Regelgeleitetes Verfahren zur Erzeugung von Erkenntnis über die Besonderheit literarischer Texte
Jede Methode setzt ein bestimmtes (theoretisches) Verständnis von Text voraus, deshalb eignen sich nicht alle Methoden gleich gut für jeden Text je nach Gattung, Epoche etc.
Close Reading
Close reading ist eine vom New Criticism entwickelte, aber auch in der Hermeneutik und in poststrukturalistischen Textanalyse angewandte Lektüre, die sich möglichst nahe am Text bewegt und das Bedeutungsspektrum kleinster Texteinheiten erschließt.
Das close reading verfährt wesentlich werkimmanent und lotet die Mehrdeutigkeit (Ambiguität) einzelner Wendungen (Einzelwort oder Wortverbindung) in ihrer Beziehung zu anderen Wendungen aus. Die sich daraus entwickelnde Interpretation ist unabschließbar.
Bei der Bezeichnung und Deutung der einzelnen Wendungen greift das close reading auf die Instrumente der Rhetorik und Poetik wie Metapher, Metonymie, Oxymoron zurück.
Wichtige Begriffe: Ambiguität, Ambivalenz, Paradox, Metapher Ironie etc.
“Theorien” der Literaturwissenschaft
Etymologie: griech. theoria: Götterschau, Gesamtschau, Betrachtung
Mehr oder weniger systematisches Ensemble von wissenschaftlich begründeten Aussagen über die Eigenschaften sowie die inneren und äußeren Beziehungen eines Textes bzw. seiner Elemente.
Die Geltung einer Theorie bemißt sich (auch) an der Möglichkeit ihrer methodischen Umsetzung und am Verhältnis zwischen von Allgemeinem und Besonderem ihrer Erkenntnisse.
New Criticism
Entspricht in vielem der textimmanenten Hermeneutik
Einige theoretische Grundannahmen:
Das literarische Kunstwerk ist autonom und eine organische Einheit
Es erschließt sich nicht durch Paraphrase, literaturgeschichtliche Einordnung oder durch autor:innen-biographische Bezüge, sondern durch eine wesentlich werkimmanente textnahe Lektüre (close reading).
Die literarische Sprache unterscheidet sich von anderen Sprachen durch ihren Bedeutungsreichtum.
Das Kunstwerk ist komplex und seine Interpretation unabschließbar, sein Sinn potenziell unendlich.

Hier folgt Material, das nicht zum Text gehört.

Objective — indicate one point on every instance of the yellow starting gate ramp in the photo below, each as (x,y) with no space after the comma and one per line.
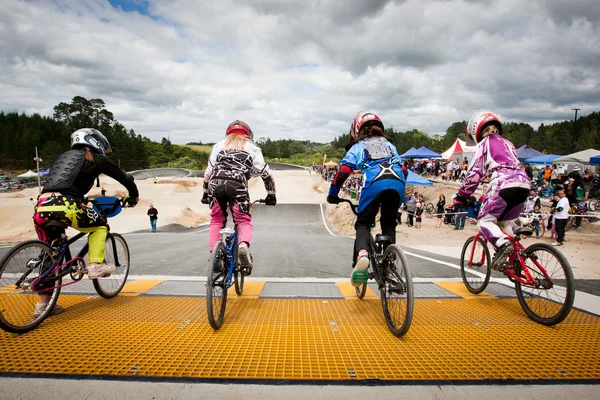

Text, Literatur, Kultur und ihre Wissenschaften
- Theorien und Methoden des russischen Formalismus und des Strukturalismus führen einen wissenschaftlich-empirischen Anspruch im modernen Sinn in die Literaturwissenschaft ein.
- Modelle ‚erklären‘ nicht nur literarische Texte, sondern auch andere Phänomene und Kultur überhaupt, so daß sich auch die Spezifität literarischer Texte, ihre Literarizität oder Poetizität, auf andere kulturelle Phänomene übertragen lassen als allgemeinere Ästhetizität.
- Literatur- und Kulturtheorien sind die Begriffe von Sprache und Text elementar: Bildet der (literarische) Text das Modell für die Welt (die Welt als Text), oder ist er nur eine Funktion oder ein Diskurs der Kultur unter anderen?